Your practice is a business. Plain and simple. Your patients probably don’t think about it like that, and some of the lower-level members of your staff might not either. But if you’re an owner or have any kind of stake in the practice, you know how important a steady and growing revenue stream is to your business’ success. How do you expand that revenue stream? We’ve put together a few tips to help get you started.
Increase your acceptance rate. Chances are, more than half of your potential patients are walking out the door each month without getting the treatment they need for one reason or another. Even getting one or two more to accept treatment will boost your revenue significantly.
How do you do it? One strategy is to make treatment plan presentation a team effort. If the hygienist and the nurse and the doctor are all recommending a course of action, you’ll have a better chance of inspiring the patient to accept. Don’t go too deep into the medicine of it if you don’t need to; most patients choose treatment (or not) based on emotion, not science.
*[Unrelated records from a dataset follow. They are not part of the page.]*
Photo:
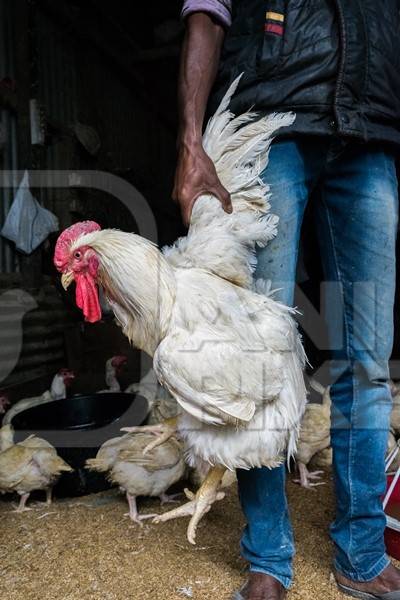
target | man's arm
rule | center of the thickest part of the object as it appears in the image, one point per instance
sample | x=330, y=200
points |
x=195, y=174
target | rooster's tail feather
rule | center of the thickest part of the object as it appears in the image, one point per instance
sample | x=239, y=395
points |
x=225, y=244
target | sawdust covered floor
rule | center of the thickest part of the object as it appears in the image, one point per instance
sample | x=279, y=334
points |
x=85, y=549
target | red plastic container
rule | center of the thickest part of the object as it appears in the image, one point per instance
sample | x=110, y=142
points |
x=392, y=537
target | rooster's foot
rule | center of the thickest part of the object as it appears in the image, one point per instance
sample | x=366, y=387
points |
x=140, y=518
x=133, y=512
x=199, y=504
x=22, y=504
x=162, y=431
x=306, y=477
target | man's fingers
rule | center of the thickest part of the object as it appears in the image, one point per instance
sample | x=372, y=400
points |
x=224, y=197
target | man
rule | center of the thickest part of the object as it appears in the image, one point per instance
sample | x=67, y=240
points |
x=336, y=64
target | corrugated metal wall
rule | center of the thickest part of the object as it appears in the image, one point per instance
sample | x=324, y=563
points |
x=8, y=123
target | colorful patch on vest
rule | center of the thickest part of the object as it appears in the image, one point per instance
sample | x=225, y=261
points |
x=274, y=23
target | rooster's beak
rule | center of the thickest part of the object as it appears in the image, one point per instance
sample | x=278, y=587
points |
x=66, y=279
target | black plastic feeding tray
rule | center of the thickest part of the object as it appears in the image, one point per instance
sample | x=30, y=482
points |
x=77, y=427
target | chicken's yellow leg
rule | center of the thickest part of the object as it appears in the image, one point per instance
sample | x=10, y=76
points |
x=199, y=504
x=163, y=431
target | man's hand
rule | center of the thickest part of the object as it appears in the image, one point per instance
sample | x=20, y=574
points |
x=196, y=175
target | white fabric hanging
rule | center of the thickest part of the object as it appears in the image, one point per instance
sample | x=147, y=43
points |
x=28, y=224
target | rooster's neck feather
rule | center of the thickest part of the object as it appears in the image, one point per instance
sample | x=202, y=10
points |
x=138, y=283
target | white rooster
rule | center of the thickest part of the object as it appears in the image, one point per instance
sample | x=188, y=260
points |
x=231, y=357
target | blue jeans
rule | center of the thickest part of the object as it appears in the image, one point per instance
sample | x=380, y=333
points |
x=356, y=219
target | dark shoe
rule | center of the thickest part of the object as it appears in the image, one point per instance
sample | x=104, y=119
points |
x=261, y=587
x=380, y=588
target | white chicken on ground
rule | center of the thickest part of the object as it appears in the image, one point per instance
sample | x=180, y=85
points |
x=315, y=436
x=114, y=367
x=57, y=391
x=28, y=466
x=231, y=357
x=4, y=403
x=152, y=474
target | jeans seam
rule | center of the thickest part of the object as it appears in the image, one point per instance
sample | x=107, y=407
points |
x=347, y=332
x=373, y=572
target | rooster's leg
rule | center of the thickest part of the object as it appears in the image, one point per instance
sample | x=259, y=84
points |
x=133, y=512
x=306, y=476
x=199, y=504
x=168, y=498
x=163, y=431
x=22, y=502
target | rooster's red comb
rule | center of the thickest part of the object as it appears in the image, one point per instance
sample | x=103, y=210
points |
x=67, y=237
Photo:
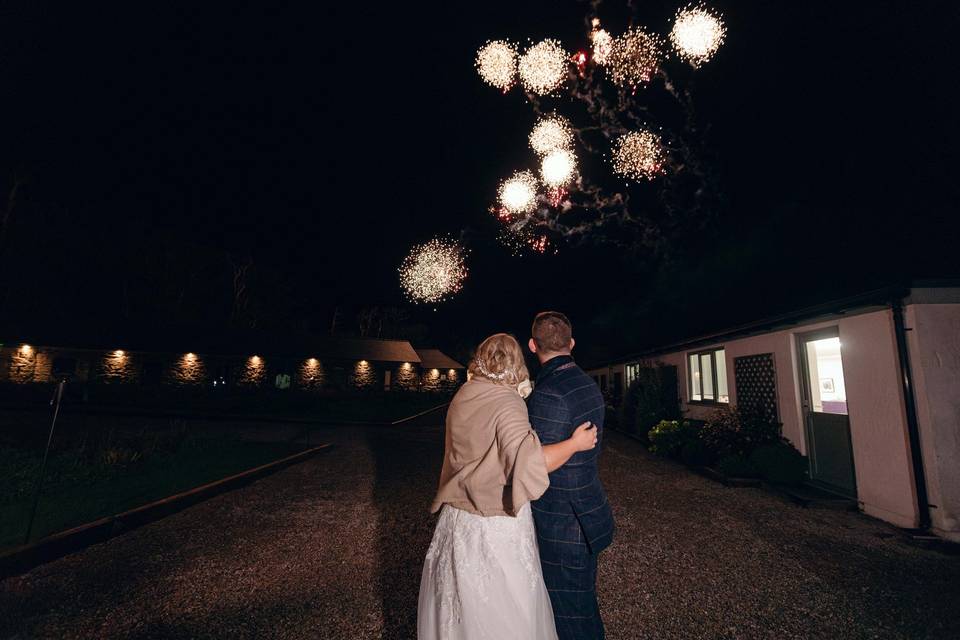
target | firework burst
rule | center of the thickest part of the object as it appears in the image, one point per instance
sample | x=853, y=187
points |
x=639, y=155
x=697, y=34
x=497, y=64
x=634, y=58
x=543, y=67
x=602, y=45
x=518, y=193
x=550, y=133
x=558, y=168
x=434, y=271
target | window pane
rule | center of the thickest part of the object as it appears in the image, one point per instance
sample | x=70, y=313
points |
x=706, y=367
x=827, y=391
x=720, y=358
x=695, y=378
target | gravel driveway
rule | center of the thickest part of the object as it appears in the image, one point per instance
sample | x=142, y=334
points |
x=332, y=548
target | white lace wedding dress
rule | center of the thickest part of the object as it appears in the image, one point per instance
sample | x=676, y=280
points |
x=482, y=579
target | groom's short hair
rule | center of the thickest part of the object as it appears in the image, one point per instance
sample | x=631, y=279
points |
x=552, y=331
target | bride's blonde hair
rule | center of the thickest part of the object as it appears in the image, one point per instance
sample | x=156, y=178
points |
x=500, y=360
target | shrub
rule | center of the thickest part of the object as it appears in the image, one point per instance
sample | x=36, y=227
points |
x=697, y=454
x=669, y=436
x=737, y=466
x=650, y=398
x=730, y=431
x=780, y=463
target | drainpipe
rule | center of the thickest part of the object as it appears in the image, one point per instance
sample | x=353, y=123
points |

Increase your capacity and efficiency. If you can do more procedures per hour, your revenue will increase. It’s really simple. Whether that means investing in better equipment, another treatment room, or another hygienist, figure out what your max infrastructure can be and then get those rooms booked.
Another way to increase your volume is to increase efficiency. Everyone from the schedulers to the hygienists and doctors can find ways to streamline their processes. One specific way is to invest in better management software. We have a couple of blog posts that can help you pick a better one if your current solution is part of the problem. [link two blog posts]
Increase your high-profit procedures. Invest in equipment that will allow you to do higher-cost procedures and then advertise and incentivize patients to get those treatments. Same-day restorative work, like in-office crowns using a CEREC machine, are an easy pitch. Find ways to increase the “cool factor” for these procedures and then get the message out there any way you can.
Increase your patient volume. This is probably the most important tip on this list, but can seem daunting. If you don’t have a dedicated marketing person, train your schedulers to ask for referrals. Or, better yet, set up a referral incentive program to get your current patients to send their friends and family. It’s not as scary as you think. Buy some ad space on billboards, the radio, and online. Hire a young professional to revamp your social media presence! Whatever you do, position yourself as unique and incentivize patients to choose you over your competitors.
None of these tips is a mystery. They’re all pretty basic, but can make a huge impact on your revenue if implemented properly. Let us know how it goes—and best of luck!